Difference between linking libfdisk.a directly and through -lfdisk

Question

I've made program, which formats storage devices. However, when I've created library (for python GUI) based on this program it starts to show the error:

/usr/bin/ld: fdisk/libfdisk.a(la-label.o): relocation R_X86_64_32 against `.rodata.str1.1' can not be used when making a shared object; recompile with -fPIC

libfdisk.a, which I use, has been built from source util-linux-2.35 . And when -lfdisk is used instead of libfdisk.a , it compiles with no errors.

Compiles with errors:

g++ file1.cpp file2.cpp ... -o package.name ... libfdisk.a

Compiles correctly:

g++ file1.cpp file2.cpp ... -o package.name ... -lfdisk

What the difference between these 2 ways?

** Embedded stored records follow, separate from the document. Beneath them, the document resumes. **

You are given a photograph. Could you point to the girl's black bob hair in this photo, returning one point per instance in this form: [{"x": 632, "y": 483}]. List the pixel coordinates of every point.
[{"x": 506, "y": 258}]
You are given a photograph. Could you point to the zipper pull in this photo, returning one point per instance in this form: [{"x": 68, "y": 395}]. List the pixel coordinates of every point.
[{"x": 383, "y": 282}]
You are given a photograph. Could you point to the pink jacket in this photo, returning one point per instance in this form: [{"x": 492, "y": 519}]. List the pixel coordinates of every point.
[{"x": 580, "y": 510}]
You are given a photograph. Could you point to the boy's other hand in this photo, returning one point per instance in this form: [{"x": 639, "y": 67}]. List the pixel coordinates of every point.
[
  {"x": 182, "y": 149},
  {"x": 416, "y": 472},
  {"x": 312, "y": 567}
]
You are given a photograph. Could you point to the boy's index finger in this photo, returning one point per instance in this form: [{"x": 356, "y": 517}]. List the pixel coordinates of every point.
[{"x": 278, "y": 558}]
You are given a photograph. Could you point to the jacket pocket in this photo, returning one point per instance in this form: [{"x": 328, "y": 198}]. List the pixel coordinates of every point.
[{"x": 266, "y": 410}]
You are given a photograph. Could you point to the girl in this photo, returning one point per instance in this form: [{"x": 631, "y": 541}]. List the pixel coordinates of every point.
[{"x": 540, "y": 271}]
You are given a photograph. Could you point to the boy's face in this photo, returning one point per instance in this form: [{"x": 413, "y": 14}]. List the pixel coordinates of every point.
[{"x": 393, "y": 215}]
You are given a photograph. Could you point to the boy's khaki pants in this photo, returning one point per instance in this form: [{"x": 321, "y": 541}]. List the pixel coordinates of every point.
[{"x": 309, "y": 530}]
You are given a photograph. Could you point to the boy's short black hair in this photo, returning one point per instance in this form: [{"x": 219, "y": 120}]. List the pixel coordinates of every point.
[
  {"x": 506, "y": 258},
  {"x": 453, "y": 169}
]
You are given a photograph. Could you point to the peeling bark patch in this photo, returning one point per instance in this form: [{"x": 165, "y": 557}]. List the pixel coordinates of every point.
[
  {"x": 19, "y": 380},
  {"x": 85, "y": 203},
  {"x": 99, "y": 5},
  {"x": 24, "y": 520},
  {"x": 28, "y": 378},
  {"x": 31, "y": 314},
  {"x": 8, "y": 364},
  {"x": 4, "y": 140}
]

But there is another, optional, question about fdisk. When I compile my program (not library) with -lfdisk , program can not create 2 partitions due to error 28 (returns from fdisk_add_partition(...)). I'll share the code if it needs.

Answer 1

With -lfdisk the linker is asked to figure out which library file exactly to use.

The usual linkers on Linux will prefix lib and then search for files with .so or .a ending in the library path, which because you didn't specify any, will be the system library path (probably /usr/lib/ or similar). If a .so is found, it will be preferred for linking if a static link wasn't requested.

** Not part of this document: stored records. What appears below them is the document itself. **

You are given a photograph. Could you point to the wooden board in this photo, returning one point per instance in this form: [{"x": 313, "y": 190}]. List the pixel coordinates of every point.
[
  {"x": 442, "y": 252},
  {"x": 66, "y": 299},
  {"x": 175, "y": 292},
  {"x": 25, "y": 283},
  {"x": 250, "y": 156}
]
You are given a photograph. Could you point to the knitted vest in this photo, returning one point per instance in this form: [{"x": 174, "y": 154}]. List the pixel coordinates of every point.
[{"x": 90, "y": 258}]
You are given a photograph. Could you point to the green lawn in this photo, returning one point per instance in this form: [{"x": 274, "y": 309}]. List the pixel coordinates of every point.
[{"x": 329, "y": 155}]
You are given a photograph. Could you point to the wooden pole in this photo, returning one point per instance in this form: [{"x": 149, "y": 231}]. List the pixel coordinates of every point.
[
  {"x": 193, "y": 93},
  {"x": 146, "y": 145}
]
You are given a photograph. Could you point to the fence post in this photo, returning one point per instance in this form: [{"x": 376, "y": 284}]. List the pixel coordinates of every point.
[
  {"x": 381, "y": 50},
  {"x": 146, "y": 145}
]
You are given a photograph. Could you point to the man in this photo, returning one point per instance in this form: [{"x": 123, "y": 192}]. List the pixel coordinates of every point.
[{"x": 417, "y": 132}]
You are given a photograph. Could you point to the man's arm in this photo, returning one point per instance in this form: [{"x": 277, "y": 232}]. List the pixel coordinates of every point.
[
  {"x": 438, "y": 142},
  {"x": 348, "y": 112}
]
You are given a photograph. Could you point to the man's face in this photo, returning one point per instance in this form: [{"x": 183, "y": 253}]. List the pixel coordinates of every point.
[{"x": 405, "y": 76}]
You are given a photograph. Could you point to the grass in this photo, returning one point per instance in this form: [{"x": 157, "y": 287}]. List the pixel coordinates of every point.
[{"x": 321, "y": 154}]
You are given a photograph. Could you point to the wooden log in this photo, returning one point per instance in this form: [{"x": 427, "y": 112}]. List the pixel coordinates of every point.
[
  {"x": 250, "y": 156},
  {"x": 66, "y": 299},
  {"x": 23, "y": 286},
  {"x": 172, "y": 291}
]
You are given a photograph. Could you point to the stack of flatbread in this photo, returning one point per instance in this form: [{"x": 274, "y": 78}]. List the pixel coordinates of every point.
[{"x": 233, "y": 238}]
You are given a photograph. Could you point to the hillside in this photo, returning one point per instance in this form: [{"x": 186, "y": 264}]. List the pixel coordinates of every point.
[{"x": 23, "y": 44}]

Your other method will explicitly add in the file named libfdisk.a in the current directory. That is a static library, not a shared one, and if you try to build a shared library from it, then you need to have compiled libfdisk.a with -fPIC or if you try to build a PIE executable at least with -fPIE . If you are trying to build a non-PIE executable, then neither flag is required. GCC may be configured to build PIE by default (as a hardening measure).

So you are probably linking two completely different files.